Wann wird aus einer Autobiographie Fiktion, und wann aus dem Erfundenen Realität? Auch mit diesen Fragen spielt Dominique Goblet in ihrer autobiographischen Erzählung „So tun als ob heißt lügen“, da sie Schlüsselmomente ihres eigenen Lebens nimmt, sie aber neu anordnet und bewertet. Ist es dieser Moment, wo die Fiktion in die Realität einbricht? Oder fängt es schon damit an, dass man die Lücken in der eigenen Biographie, in der eigenen Erinnerung auffüllen muss?
Goblet erzählt davon, wie sie ihren Vater wiedertraf.
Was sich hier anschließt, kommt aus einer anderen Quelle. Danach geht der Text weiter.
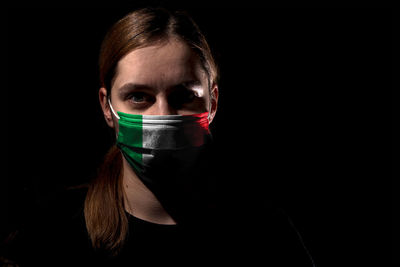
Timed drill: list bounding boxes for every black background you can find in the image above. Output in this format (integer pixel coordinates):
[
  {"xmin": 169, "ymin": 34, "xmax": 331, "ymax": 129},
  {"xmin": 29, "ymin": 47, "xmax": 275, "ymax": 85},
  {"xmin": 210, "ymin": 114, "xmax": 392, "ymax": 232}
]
[{"xmin": 5, "ymin": 6, "xmax": 394, "ymax": 267}]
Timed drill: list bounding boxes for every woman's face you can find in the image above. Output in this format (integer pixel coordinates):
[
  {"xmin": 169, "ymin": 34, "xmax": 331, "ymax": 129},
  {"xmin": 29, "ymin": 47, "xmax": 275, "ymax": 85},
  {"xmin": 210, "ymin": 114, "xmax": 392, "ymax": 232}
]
[{"xmin": 100, "ymin": 39, "xmax": 218, "ymax": 129}]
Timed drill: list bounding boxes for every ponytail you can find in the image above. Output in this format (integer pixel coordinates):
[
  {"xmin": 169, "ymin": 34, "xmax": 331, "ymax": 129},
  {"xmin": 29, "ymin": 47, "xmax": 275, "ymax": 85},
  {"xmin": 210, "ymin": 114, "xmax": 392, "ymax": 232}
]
[{"xmin": 84, "ymin": 145, "xmax": 128, "ymax": 255}]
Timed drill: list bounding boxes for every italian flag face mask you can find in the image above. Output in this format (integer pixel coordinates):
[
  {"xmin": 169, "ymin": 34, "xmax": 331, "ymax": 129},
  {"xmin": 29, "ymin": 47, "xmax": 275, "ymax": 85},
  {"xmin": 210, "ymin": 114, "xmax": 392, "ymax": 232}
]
[{"xmin": 108, "ymin": 98, "xmax": 213, "ymax": 221}]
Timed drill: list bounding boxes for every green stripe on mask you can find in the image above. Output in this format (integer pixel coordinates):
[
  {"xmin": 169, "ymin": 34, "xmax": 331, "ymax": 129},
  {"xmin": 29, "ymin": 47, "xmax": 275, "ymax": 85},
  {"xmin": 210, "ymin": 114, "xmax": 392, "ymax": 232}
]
[{"xmin": 117, "ymin": 112, "xmax": 143, "ymax": 168}]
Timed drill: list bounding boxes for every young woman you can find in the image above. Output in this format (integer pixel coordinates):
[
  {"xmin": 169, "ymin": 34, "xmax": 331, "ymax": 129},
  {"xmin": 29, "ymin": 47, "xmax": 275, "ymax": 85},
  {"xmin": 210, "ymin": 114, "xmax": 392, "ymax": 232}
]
[{"xmin": 4, "ymin": 7, "xmax": 315, "ymax": 266}]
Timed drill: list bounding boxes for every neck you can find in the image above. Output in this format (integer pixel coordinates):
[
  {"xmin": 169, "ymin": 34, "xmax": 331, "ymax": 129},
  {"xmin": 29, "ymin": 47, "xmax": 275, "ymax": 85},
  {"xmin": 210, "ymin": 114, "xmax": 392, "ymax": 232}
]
[{"xmin": 122, "ymin": 158, "xmax": 176, "ymax": 225}]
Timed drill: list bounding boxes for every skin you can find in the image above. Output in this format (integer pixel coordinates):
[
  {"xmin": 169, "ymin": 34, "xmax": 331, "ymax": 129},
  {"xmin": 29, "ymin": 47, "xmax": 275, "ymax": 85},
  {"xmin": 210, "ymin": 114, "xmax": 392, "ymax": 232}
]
[{"xmin": 99, "ymin": 38, "xmax": 218, "ymax": 225}]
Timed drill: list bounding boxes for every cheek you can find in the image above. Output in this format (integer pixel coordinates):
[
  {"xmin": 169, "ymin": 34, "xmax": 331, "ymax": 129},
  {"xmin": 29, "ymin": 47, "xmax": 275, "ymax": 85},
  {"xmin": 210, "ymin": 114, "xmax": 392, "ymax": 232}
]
[
  {"xmin": 113, "ymin": 119, "xmax": 120, "ymax": 140},
  {"xmin": 113, "ymin": 117, "xmax": 119, "ymax": 132},
  {"xmin": 203, "ymin": 87, "xmax": 211, "ymax": 109},
  {"xmin": 194, "ymin": 94, "xmax": 210, "ymax": 113}
]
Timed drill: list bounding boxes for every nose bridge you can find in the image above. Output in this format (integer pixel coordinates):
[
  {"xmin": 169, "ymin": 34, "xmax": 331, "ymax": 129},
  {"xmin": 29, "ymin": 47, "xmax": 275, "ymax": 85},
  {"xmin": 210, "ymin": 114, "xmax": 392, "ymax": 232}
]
[{"xmin": 156, "ymin": 93, "xmax": 177, "ymax": 115}]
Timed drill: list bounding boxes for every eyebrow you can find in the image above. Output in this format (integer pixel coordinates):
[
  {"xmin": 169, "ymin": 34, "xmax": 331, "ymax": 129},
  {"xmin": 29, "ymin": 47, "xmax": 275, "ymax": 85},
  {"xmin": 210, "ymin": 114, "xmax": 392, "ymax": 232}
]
[
  {"xmin": 117, "ymin": 83, "xmax": 152, "ymax": 96},
  {"xmin": 117, "ymin": 80, "xmax": 203, "ymax": 96},
  {"xmin": 180, "ymin": 80, "xmax": 202, "ymax": 88}
]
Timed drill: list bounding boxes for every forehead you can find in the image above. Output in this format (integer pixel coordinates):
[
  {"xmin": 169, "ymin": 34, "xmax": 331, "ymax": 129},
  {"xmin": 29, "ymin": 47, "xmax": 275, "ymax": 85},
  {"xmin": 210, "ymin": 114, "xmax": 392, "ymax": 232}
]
[{"xmin": 112, "ymin": 39, "xmax": 207, "ymax": 90}]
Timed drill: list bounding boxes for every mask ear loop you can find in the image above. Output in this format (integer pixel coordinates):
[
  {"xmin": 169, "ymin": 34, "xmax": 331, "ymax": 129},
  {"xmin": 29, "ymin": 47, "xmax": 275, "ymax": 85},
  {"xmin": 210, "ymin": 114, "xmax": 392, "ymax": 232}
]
[
  {"xmin": 207, "ymin": 81, "xmax": 212, "ymax": 122},
  {"xmin": 207, "ymin": 101, "xmax": 212, "ymax": 122},
  {"xmin": 108, "ymin": 97, "xmax": 120, "ymax": 120},
  {"xmin": 208, "ymin": 81, "xmax": 216, "ymax": 123}
]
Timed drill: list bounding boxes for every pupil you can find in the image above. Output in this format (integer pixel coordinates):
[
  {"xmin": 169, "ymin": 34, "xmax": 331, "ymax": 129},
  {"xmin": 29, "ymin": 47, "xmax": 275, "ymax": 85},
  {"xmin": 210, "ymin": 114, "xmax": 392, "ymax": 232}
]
[{"xmin": 132, "ymin": 93, "xmax": 144, "ymax": 102}]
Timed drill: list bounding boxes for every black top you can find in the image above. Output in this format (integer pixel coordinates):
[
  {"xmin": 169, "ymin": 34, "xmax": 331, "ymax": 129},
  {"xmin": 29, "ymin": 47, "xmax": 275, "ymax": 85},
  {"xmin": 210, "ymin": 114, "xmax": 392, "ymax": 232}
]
[{"xmin": 3, "ymin": 187, "xmax": 315, "ymax": 266}]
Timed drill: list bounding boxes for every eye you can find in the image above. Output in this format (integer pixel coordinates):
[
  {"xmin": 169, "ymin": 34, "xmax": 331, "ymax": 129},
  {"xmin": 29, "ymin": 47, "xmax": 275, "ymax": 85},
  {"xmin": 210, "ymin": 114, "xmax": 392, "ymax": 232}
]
[
  {"xmin": 180, "ymin": 90, "xmax": 196, "ymax": 102},
  {"xmin": 169, "ymin": 89, "xmax": 196, "ymax": 108},
  {"xmin": 128, "ymin": 92, "xmax": 149, "ymax": 103}
]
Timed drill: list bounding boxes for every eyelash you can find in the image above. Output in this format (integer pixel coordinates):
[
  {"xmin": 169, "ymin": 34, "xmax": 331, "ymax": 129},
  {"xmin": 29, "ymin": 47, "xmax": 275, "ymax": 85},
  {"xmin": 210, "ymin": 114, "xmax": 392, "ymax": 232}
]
[
  {"xmin": 125, "ymin": 89, "xmax": 199, "ymax": 108},
  {"xmin": 126, "ymin": 92, "xmax": 152, "ymax": 105},
  {"xmin": 128, "ymin": 92, "xmax": 147, "ymax": 102}
]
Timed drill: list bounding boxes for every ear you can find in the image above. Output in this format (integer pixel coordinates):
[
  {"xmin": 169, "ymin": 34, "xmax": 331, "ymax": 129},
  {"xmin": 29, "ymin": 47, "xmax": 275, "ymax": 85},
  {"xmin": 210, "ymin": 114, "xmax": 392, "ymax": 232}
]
[
  {"xmin": 208, "ymin": 83, "xmax": 219, "ymax": 124},
  {"xmin": 99, "ymin": 87, "xmax": 115, "ymax": 128}
]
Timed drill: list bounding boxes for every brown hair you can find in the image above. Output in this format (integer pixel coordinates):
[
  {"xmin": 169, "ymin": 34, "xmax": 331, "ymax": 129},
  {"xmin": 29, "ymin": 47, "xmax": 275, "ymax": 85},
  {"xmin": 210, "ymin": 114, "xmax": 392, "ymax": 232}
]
[{"xmin": 84, "ymin": 7, "xmax": 218, "ymax": 256}]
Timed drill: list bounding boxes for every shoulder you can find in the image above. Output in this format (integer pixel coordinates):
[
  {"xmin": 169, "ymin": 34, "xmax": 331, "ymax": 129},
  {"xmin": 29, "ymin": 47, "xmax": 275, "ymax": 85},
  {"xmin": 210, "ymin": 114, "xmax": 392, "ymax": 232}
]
[
  {"xmin": 33, "ymin": 185, "xmax": 89, "ymax": 229},
  {"xmin": 4, "ymin": 185, "xmax": 93, "ymax": 266},
  {"xmin": 211, "ymin": 196, "xmax": 316, "ymax": 266},
  {"xmin": 50, "ymin": 185, "xmax": 89, "ymax": 217}
]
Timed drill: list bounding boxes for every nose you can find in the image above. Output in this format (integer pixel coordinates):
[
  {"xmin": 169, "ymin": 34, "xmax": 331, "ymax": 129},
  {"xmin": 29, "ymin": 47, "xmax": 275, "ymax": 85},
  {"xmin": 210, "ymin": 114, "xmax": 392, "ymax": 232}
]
[{"xmin": 153, "ymin": 96, "xmax": 178, "ymax": 115}]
Einen Alkoholiker, der schon zu Zeiten seiner Ehe trank, danach noch mehr Grund dazu hatte, und ein Trauma erlebt hatte, das vielleicht der Auslöser dafür war. Auf jeden Fall hat es ihn seiner Tochter entfremdet. Als sie sich nun wiedersehen, kommen alte, nicht wirklich unterdrückte Gefühle zum Vorschein.
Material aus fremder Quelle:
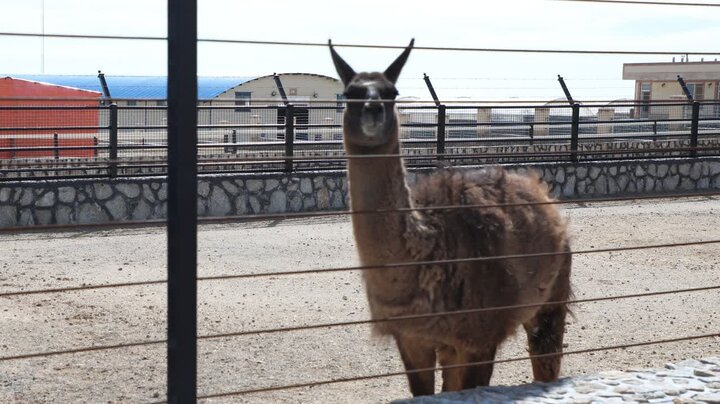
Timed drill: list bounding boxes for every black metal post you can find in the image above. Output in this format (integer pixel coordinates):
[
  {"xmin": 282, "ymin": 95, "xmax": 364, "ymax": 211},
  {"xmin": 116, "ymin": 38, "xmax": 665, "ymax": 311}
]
[
  {"xmin": 437, "ymin": 104, "xmax": 446, "ymax": 160},
  {"xmin": 273, "ymin": 73, "xmax": 289, "ymax": 105},
  {"xmin": 423, "ymin": 73, "xmax": 441, "ymax": 107},
  {"xmin": 677, "ymin": 75, "xmax": 694, "ymax": 102},
  {"xmin": 53, "ymin": 132, "xmax": 59, "ymax": 160},
  {"xmin": 570, "ymin": 103, "xmax": 580, "ymax": 162},
  {"xmin": 690, "ymin": 101, "xmax": 700, "ymax": 157},
  {"xmin": 167, "ymin": 0, "xmax": 197, "ymax": 402},
  {"xmin": 558, "ymin": 75, "xmax": 574, "ymax": 105},
  {"xmin": 529, "ymin": 123, "xmax": 534, "ymax": 146},
  {"xmin": 109, "ymin": 103, "xmax": 118, "ymax": 177},
  {"xmin": 285, "ymin": 104, "xmax": 295, "ymax": 172}
]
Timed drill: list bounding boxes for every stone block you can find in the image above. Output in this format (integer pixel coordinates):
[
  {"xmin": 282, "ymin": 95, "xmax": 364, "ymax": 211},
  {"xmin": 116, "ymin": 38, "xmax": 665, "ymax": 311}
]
[
  {"xmin": 35, "ymin": 209, "xmax": 52, "ymax": 225},
  {"xmin": 143, "ymin": 184, "xmax": 156, "ymax": 203},
  {"xmin": 575, "ymin": 166, "xmax": 587, "ymax": 180},
  {"xmin": 300, "ymin": 178, "xmax": 313, "ymax": 194},
  {"xmin": 269, "ymin": 190, "xmax": 287, "ymax": 213},
  {"xmin": 235, "ymin": 194, "xmax": 249, "ymax": 215},
  {"xmin": 93, "ymin": 183, "xmax": 113, "ymax": 200},
  {"xmin": 657, "ymin": 164, "xmax": 669, "ymax": 178},
  {"xmin": 55, "ymin": 205, "xmax": 72, "ymax": 225},
  {"xmin": 0, "ymin": 205, "xmax": 17, "ymax": 228},
  {"xmin": 116, "ymin": 183, "xmax": 140, "ymax": 199},
  {"xmin": 105, "ymin": 195, "xmax": 128, "ymax": 220},
  {"xmin": 58, "ymin": 187, "xmax": 76, "ymax": 204},
  {"xmin": 265, "ymin": 179, "xmax": 279, "ymax": 191},
  {"xmin": 19, "ymin": 209, "xmax": 34, "ymax": 226},
  {"xmin": 132, "ymin": 200, "xmax": 152, "ymax": 220},
  {"xmin": 19, "ymin": 189, "xmax": 34, "ymax": 206},
  {"xmin": 663, "ymin": 175, "xmax": 680, "ymax": 191},
  {"xmin": 78, "ymin": 203, "xmax": 109, "ymax": 224},
  {"xmin": 198, "ymin": 181, "xmax": 210, "ymax": 198},
  {"xmin": 35, "ymin": 191, "xmax": 56, "ymax": 208},
  {"xmin": 562, "ymin": 175, "xmax": 576, "ymax": 198},
  {"xmin": 317, "ymin": 188, "xmax": 330, "ymax": 209},
  {"xmin": 157, "ymin": 183, "xmax": 167, "ymax": 201},
  {"xmin": 248, "ymin": 195, "xmax": 261, "ymax": 213},
  {"xmin": 208, "ymin": 186, "xmax": 231, "ymax": 216},
  {"xmin": 0, "ymin": 188, "xmax": 11, "ymax": 203},
  {"xmin": 246, "ymin": 179, "xmax": 263, "ymax": 192},
  {"xmin": 221, "ymin": 180, "xmax": 238, "ymax": 194},
  {"xmin": 589, "ymin": 166, "xmax": 601, "ymax": 180}
]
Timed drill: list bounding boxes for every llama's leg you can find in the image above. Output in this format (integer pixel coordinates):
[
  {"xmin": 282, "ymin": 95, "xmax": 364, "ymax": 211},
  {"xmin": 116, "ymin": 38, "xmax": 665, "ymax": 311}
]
[
  {"xmin": 438, "ymin": 345, "xmax": 496, "ymax": 391},
  {"xmin": 524, "ymin": 256, "xmax": 571, "ymax": 382},
  {"xmin": 461, "ymin": 347, "xmax": 497, "ymax": 389},
  {"xmin": 437, "ymin": 345, "xmax": 464, "ymax": 392},
  {"xmin": 394, "ymin": 335, "xmax": 436, "ymax": 396}
]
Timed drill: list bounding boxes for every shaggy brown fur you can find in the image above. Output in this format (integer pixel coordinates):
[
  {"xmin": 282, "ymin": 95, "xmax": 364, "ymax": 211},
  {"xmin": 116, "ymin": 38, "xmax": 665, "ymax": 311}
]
[{"xmin": 330, "ymin": 39, "xmax": 572, "ymax": 396}]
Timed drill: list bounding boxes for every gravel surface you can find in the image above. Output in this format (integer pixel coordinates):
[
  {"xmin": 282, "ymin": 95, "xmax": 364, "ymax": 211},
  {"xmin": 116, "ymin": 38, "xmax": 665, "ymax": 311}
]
[{"xmin": 0, "ymin": 196, "xmax": 718, "ymax": 403}]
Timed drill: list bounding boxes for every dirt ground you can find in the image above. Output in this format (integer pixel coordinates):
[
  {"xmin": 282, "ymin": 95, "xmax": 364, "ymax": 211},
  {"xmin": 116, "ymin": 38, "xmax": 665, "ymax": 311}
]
[{"xmin": 0, "ymin": 196, "xmax": 719, "ymax": 403}]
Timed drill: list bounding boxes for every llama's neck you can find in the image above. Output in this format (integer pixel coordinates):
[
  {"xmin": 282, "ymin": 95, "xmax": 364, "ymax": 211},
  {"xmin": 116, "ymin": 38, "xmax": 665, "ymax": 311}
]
[{"xmin": 346, "ymin": 140, "xmax": 416, "ymax": 265}]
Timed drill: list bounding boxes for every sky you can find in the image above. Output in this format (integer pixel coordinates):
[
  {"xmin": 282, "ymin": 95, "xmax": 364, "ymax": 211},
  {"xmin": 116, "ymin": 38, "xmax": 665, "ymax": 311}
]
[{"xmin": 1, "ymin": 0, "xmax": 720, "ymax": 101}]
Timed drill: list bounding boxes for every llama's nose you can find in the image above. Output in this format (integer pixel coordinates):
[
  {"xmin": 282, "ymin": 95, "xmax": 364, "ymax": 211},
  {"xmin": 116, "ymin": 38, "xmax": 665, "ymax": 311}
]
[{"xmin": 363, "ymin": 101, "xmax": 383, "ymax": 116}]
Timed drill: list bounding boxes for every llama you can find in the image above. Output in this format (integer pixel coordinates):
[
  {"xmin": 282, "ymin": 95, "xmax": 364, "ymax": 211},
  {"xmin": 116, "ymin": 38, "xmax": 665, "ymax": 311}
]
[{"xmin": 329, "ymin": 39, "xmax": 573, "ymax": 397}]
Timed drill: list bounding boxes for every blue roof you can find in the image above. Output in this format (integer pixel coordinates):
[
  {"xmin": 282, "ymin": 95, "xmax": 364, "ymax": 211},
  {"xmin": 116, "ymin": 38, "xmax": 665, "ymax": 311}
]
[{"xmin": 7, "ymin": 75, "xmax": 254, "ymax": 99}]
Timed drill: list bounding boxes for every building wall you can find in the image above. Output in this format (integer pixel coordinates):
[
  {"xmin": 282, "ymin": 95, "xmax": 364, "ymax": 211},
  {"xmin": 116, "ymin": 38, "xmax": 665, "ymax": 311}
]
[{"xmin": 0, "ymin": 78, "xmax": 101, "ymax": 159}]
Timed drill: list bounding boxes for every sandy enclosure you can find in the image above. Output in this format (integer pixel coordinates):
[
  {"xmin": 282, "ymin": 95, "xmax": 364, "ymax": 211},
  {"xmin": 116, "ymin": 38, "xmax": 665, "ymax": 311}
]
[{"xmin": 0, "ymin": 197, "xmax": 719, "ymax": 403}]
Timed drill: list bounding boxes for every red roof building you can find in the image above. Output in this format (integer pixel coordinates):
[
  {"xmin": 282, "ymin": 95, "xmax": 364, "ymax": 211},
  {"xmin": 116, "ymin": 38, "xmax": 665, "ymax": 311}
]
[{"xmin": 0, "ymin": 77, "xmax": 102, "ymax": 159}]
Das verpackt Goblet in eine starke, emotional packende Erzählung, die sich sogar über die schroffe Art der Zeichnungen hinwegsetzen kann. Über Jahre hinweg entstanden, verändert sich der Stil von Kapitel zu Kapitel, behält aber immer eine gewisse ungelenke Rohheit, mit der man sich erst anfreunden muss.
„So tun als ob heißt lügen“ ist eine beeindruckende, die Erzählform herausfordernde Erzählung, die noch lange nachwirkt.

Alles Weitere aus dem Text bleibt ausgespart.